Abbiamo cercato in diversi ambiti, nei supermercati, nel settore pulizie e della ristorazione, anche come lavapiatti. Insieme a lei, mi sono resa conto di quanto sia difficile per noi giovani trovare lavoro. È stata una bellissima esperienza umana che voglio ripetere appena avrò di nuovo tempo e che ho consigliato a tutti i miei amici.

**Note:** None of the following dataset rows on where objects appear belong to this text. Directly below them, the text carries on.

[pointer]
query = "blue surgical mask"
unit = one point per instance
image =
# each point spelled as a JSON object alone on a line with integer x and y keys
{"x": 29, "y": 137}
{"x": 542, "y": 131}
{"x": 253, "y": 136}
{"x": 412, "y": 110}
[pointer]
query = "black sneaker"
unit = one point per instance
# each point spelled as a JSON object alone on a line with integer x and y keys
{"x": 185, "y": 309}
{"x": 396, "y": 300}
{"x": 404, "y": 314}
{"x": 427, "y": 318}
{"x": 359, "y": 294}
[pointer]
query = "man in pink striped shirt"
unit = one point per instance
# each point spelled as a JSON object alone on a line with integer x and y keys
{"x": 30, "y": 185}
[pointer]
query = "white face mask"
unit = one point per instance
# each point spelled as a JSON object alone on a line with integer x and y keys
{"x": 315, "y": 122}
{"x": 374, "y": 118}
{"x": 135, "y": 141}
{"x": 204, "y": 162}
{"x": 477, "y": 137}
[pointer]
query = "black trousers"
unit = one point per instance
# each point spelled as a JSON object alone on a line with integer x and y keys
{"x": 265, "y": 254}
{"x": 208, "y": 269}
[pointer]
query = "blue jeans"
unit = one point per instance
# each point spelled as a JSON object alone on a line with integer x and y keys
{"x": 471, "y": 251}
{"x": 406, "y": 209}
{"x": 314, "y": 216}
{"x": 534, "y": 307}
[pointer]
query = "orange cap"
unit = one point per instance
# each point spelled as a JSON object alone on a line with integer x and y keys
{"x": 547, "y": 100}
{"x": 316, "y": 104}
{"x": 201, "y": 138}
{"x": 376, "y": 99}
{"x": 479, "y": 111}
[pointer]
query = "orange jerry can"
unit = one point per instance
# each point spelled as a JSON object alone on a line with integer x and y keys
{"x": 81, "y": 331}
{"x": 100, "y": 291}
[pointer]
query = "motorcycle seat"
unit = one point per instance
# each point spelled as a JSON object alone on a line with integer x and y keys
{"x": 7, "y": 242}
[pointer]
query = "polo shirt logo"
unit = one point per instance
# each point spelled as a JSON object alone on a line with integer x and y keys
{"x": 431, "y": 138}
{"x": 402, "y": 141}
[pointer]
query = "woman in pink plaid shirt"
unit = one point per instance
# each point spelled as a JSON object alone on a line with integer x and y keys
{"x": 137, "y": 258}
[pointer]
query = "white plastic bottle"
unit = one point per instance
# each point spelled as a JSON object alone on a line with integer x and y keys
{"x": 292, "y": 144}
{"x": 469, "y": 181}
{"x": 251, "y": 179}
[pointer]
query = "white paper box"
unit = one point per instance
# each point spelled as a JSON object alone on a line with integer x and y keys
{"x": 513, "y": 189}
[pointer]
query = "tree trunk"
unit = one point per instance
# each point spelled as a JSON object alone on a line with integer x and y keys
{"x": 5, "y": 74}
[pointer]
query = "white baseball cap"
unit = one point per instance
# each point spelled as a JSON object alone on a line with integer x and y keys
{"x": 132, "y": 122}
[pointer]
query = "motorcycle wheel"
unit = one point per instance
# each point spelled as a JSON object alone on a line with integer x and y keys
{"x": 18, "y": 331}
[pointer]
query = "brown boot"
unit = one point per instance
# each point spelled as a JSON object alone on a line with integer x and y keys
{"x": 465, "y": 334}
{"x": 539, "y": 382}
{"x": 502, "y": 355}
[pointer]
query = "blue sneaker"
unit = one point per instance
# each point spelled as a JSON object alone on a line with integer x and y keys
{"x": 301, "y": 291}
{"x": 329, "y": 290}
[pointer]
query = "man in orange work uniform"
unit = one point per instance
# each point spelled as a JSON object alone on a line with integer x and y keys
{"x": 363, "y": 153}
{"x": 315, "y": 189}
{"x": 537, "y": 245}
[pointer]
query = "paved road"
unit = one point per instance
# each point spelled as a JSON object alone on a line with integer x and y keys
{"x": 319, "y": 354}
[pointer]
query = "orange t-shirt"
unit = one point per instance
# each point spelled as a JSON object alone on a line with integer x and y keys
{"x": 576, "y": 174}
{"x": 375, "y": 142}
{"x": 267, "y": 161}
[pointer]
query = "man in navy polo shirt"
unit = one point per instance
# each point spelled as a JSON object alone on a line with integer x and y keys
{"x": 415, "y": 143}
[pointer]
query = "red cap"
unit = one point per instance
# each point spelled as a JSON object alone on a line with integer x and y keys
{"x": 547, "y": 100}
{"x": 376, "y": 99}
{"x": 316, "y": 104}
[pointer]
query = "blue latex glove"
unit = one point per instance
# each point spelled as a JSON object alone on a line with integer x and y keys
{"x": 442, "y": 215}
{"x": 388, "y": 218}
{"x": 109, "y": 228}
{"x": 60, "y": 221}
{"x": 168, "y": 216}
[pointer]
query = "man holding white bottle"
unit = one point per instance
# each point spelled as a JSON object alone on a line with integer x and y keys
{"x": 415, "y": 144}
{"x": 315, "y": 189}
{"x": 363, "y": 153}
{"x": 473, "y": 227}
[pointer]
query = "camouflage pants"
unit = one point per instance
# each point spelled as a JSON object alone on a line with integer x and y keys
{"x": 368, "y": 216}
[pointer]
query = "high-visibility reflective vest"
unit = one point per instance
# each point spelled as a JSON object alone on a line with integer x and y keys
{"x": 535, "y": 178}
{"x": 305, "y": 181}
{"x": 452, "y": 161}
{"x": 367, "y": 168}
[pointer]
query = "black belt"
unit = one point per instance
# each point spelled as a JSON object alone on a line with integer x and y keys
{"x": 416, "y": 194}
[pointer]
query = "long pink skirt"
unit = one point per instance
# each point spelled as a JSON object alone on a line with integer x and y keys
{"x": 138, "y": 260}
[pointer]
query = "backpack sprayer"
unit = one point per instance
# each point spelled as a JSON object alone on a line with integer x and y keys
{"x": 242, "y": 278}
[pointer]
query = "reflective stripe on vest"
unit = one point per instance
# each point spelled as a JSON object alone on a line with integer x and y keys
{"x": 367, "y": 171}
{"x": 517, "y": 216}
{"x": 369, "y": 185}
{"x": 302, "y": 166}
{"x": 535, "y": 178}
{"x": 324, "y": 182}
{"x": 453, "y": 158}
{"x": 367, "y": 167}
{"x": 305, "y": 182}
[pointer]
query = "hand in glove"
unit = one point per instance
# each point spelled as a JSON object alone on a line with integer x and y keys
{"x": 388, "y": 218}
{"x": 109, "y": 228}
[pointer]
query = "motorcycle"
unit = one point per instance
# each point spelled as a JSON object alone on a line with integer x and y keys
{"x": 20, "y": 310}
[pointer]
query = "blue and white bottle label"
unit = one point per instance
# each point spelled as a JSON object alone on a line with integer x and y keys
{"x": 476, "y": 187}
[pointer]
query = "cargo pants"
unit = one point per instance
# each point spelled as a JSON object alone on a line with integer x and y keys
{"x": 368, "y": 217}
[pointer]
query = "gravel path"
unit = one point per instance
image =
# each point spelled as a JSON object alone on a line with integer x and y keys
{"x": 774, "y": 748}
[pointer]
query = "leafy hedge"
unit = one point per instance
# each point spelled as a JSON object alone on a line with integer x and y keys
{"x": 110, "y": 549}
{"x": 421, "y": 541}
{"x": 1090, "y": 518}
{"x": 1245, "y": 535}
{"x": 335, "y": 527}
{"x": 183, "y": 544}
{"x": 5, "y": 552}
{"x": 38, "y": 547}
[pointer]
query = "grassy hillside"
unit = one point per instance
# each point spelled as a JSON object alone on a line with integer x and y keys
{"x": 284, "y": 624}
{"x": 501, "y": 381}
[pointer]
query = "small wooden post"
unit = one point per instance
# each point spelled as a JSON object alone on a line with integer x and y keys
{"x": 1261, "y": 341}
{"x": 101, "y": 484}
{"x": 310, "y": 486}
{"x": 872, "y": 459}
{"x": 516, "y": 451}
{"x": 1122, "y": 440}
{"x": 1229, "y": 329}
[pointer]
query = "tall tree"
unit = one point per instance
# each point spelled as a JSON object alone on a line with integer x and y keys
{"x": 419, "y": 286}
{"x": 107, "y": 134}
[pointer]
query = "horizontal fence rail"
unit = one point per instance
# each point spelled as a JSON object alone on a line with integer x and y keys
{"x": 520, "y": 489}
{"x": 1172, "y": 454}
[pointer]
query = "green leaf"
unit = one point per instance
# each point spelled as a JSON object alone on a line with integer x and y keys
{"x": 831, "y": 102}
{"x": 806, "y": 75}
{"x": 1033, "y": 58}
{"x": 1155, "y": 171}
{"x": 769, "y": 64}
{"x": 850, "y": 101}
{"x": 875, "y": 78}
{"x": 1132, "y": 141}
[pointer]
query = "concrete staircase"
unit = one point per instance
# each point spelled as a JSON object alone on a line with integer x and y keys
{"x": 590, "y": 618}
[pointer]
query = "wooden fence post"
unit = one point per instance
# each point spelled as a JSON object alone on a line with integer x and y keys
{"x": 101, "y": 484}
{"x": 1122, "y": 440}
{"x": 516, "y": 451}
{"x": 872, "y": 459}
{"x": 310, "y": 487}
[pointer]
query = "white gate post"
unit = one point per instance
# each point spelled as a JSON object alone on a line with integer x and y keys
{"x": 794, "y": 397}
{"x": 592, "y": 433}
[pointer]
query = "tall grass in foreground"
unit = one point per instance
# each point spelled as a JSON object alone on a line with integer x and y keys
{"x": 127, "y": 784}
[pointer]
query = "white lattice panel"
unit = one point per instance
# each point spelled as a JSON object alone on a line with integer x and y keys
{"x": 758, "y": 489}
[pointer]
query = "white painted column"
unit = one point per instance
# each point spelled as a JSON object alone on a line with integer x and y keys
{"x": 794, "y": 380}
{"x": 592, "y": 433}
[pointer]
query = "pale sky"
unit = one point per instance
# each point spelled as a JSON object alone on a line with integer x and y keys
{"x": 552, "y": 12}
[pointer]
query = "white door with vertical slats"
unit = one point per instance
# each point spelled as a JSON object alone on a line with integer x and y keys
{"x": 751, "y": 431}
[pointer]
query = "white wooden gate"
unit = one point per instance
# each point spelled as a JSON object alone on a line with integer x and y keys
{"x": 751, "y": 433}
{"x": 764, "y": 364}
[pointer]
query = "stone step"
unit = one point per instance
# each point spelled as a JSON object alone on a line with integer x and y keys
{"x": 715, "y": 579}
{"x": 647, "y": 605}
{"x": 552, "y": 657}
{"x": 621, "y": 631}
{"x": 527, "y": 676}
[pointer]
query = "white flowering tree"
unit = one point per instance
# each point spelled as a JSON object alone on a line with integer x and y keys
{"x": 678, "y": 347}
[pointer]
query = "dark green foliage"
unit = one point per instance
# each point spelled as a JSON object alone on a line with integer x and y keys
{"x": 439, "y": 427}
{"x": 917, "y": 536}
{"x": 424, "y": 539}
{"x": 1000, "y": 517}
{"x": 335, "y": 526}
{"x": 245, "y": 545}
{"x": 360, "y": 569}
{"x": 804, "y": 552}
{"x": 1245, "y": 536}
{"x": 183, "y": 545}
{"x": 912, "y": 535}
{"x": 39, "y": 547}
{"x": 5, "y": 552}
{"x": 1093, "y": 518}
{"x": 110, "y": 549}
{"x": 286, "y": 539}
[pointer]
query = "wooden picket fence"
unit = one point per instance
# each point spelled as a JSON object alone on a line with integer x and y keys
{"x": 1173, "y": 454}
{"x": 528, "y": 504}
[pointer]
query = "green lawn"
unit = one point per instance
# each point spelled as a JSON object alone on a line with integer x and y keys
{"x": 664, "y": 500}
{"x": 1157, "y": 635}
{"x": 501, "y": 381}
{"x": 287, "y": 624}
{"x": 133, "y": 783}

Anche per Nirmine Mansour, 24 anni, l’incontro con Carlotta è stato importante: «vivo da quattro anni in Italia e parlo l’italiano però non lo so scrivere molto bene. Io sono marocchina ma sono cresciuta in Libia e poi, a causa della guerra, sono fuggita in Italia con mia madre. Siamo arrivate qui con il barcone, è stata un’esperienza terribile. Adesso viviamo a Lecco, in un centro di accoglienza. In Libia avevo finito le superiori, ma qui in qualche modo ho dovuto ricominciare tutto da capo, a partire dalla lingua. Il lavoro è un problema costante: trovo un posto ma solo per pochi mesi, sostituzioni estive, cose così e ora con Il Coronavirus è tutto più complicato. Carlotta mi ha aiutato molto, non sapevo scrivere una lettera formale, un curriculum e non conoscevo i siti di ricerca lavoro perché non ho mai avuto un computer. Spesso poi ci sono offerte per mansioni che magari sono in grado di portare avanti ma leggendo non capisco la richiesta».
Carlotta mi incoraggia sempre: in questa fase non ci stiamo più incontrando online perché lei sta lavorando ma ho imparato a muovermi da sola, sono molto più autonoma e comunque posso sempre chiamarla quando ho bisogno
Con l’aumento della disoccupazione e le misure di distanziamento, un livello base di inclusione digitale è diventato essenziale. E Il futuro post-Covid dipende anche dalla riduzione del digital divide.